The Magic is an AT Boot- there is zero flex in the forefoot and is made for locked down alpine skiing. I wasn't clear about which you were looking for, but there isn't a system that pulls double duty (that I'm aware of). If you're looking for a tele boot or an AT, try telemark-pyranees.com or ebay. Locally, try the Wilderness Exchange in Denver or the Sports Recycler in Boulder. Otherwise, you have ebay, Craigslist, the teletips.com swap or the Gear Swap on Powderbuzz.

Good luck


----------



## sj (Aug 13, 2004)

Hilde. Flaco is right. If you are however looking for Tele gear hit me with a pm using the buzz function. And I will see if i can hook you up.

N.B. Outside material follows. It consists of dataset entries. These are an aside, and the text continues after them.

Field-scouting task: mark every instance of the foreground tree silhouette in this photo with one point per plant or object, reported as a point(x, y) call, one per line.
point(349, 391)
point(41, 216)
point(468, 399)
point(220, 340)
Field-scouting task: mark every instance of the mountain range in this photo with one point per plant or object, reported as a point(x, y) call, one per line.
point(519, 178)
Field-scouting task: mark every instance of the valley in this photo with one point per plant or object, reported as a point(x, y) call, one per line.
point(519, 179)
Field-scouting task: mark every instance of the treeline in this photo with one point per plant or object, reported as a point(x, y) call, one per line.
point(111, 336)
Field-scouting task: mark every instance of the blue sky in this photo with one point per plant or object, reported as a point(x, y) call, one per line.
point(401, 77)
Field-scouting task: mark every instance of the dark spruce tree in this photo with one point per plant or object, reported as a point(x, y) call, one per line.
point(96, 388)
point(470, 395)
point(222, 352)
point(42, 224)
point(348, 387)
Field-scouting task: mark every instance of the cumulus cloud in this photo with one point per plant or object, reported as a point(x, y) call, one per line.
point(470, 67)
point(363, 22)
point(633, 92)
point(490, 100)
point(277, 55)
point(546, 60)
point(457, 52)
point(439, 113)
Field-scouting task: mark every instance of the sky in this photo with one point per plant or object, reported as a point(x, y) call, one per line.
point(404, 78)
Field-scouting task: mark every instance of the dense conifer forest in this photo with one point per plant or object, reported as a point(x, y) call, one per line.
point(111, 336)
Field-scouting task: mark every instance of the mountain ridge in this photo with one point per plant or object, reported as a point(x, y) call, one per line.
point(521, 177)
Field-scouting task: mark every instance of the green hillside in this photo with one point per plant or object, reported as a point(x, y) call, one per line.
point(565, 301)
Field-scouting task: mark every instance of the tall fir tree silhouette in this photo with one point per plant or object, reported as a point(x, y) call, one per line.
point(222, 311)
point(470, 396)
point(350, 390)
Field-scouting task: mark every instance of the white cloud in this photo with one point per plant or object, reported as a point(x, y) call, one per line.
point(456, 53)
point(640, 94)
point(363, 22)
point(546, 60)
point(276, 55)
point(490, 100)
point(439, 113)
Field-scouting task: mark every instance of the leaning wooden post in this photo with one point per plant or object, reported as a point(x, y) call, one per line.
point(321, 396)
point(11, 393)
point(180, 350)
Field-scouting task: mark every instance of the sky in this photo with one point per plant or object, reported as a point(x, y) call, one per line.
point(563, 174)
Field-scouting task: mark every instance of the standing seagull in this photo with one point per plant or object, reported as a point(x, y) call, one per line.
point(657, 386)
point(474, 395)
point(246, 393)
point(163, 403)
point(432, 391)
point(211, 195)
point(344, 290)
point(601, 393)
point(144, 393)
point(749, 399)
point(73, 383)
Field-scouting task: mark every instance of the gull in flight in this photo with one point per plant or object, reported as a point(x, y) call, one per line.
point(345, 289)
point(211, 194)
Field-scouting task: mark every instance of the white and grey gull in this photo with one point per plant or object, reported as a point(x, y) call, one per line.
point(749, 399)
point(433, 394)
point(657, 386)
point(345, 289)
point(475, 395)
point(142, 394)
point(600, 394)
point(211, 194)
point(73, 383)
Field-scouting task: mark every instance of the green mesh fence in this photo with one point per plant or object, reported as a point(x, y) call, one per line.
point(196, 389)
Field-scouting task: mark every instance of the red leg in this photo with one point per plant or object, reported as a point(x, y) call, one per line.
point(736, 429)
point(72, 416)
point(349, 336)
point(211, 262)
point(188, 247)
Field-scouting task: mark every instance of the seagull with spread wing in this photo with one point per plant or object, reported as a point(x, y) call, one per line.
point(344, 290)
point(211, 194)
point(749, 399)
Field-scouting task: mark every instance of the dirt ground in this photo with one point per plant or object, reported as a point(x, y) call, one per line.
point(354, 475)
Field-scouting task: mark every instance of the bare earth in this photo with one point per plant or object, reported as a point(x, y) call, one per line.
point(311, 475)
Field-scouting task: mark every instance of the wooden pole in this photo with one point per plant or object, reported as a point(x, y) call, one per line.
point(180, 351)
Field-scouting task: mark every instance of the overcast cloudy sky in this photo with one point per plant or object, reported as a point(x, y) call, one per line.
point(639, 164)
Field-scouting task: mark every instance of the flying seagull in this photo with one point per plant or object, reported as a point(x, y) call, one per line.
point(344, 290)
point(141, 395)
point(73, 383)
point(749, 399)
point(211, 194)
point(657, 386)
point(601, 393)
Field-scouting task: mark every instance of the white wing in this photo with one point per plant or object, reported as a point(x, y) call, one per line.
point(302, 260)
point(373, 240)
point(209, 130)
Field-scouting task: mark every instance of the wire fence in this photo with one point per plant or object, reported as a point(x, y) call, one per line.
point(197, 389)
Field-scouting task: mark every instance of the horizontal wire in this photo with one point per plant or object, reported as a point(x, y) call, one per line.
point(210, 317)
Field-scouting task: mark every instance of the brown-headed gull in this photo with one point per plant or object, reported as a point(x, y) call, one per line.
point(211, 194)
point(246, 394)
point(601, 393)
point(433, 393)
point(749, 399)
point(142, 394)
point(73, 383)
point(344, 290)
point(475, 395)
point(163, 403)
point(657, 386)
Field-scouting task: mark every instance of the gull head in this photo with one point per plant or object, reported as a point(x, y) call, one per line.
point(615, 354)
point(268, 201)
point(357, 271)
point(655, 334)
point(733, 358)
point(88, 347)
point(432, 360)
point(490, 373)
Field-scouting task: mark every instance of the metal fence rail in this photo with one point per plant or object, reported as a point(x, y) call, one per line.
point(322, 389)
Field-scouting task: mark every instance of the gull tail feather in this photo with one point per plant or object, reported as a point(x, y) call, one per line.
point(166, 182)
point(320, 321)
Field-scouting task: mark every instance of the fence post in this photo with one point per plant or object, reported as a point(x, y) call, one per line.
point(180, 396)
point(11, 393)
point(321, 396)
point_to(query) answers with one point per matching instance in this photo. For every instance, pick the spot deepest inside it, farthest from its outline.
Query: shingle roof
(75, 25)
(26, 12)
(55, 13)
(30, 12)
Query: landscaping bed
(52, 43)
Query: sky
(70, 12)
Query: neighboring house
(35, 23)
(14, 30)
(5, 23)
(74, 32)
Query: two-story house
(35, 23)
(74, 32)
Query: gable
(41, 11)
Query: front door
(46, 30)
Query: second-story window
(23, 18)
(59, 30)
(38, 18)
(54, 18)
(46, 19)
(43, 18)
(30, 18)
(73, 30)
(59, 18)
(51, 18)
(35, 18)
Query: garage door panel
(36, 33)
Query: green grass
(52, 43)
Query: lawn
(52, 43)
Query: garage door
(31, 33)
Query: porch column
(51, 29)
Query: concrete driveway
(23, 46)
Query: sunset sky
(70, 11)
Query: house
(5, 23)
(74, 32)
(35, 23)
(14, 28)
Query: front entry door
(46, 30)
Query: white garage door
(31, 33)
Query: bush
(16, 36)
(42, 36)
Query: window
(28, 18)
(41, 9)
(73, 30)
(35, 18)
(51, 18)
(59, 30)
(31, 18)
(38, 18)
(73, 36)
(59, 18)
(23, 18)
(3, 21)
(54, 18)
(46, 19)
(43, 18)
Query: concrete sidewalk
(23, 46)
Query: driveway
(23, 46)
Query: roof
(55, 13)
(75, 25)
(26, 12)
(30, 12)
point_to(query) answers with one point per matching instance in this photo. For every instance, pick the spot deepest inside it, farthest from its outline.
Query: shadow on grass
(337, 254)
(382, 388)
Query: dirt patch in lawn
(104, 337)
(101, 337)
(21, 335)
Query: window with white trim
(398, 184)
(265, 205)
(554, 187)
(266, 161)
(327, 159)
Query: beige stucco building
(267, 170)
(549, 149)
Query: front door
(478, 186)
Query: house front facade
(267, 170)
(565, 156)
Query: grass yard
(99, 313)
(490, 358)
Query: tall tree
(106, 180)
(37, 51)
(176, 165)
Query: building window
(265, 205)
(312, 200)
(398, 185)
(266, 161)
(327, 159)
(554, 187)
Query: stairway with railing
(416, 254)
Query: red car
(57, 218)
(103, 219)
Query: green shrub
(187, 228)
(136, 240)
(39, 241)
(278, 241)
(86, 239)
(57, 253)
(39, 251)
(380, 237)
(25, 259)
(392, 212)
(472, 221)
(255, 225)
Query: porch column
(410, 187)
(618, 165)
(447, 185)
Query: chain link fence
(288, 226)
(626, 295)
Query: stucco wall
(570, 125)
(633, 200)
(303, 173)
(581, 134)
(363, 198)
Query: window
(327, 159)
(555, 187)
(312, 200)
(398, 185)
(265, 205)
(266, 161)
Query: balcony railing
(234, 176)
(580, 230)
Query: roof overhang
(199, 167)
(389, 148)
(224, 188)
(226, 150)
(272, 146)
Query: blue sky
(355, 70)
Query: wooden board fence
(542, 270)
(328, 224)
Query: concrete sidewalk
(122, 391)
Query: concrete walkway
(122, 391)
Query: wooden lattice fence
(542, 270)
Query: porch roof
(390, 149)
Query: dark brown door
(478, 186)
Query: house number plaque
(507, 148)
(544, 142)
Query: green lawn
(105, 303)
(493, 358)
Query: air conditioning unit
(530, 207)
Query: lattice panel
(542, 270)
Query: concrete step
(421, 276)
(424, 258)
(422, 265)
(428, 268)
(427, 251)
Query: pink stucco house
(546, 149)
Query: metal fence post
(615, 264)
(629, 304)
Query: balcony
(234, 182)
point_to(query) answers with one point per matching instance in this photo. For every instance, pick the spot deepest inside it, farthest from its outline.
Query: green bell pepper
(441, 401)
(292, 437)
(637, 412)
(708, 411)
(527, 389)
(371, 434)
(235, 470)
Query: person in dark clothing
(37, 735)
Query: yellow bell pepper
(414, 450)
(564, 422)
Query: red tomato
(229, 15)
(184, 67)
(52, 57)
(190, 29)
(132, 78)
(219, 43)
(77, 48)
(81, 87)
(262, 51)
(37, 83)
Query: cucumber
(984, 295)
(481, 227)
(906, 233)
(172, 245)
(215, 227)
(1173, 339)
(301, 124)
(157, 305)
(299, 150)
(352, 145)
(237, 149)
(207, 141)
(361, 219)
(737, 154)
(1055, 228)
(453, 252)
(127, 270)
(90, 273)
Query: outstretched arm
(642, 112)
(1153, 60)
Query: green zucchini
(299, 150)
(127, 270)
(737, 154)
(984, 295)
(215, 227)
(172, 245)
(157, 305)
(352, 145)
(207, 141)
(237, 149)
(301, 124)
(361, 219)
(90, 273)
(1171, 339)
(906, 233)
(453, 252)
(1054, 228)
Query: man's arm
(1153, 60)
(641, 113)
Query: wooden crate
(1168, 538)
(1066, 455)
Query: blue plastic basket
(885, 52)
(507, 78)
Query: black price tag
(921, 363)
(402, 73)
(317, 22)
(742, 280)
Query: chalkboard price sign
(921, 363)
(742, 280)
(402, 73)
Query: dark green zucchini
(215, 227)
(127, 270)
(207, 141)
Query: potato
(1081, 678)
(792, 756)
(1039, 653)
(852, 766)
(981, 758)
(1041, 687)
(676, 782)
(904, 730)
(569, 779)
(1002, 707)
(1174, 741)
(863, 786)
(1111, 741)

Steve ps that is if you will take help from a motor boater


----------



## hilde (Jan 6, 2006)

*I'll take all the help I can get motor or not!*

Here's my scenario:
I grew up skiing and then did some tele skiing until my knees gave out. I still have a pair of Excalibur Magnums 181 I think, BD 3 pin bindings/no cables and a first-ish generation T1-men's too big and too stiff for me. For the last 14 years I have been boarding and always looking at the skiers with envy and regret. My knees are better cuz I gave them a break and I want to get on skis again. I will use whatever I get probably 90% resort since I have the old Tuas so I want something that is workable for hard pack and speed. My last regular skis were 200's-staraight cut so that will date me for you and let you know where I am coming from in terms of technique.
I found the Magic boots for really cheap and being a boatman, didn't want to pass up a deal even though I know nothing about AT skiing. So, sure, let me know what you have; at this point I am pretty up to try anything that comes in twos. I did always like the feeling of having the ski free at the heel so that is making me a little leery of committing to the AT-even with the great deal. Also the AT bindings are ridiculously expensive.
I am new here so don't know how to do the PM thing so send me an email
hilde at internet49 dot com
We just got through some sweet flooding so I haven't even been skiing this season-it rained up until last week but now we are at 100% with one storm. The boating has been unreal though so I am not too jonesing for boarding.
For that matter, does anyone want to trade a pair of women's Magic, used 4 times for some equivalent tele stuff???
thanks steve
hilde


----------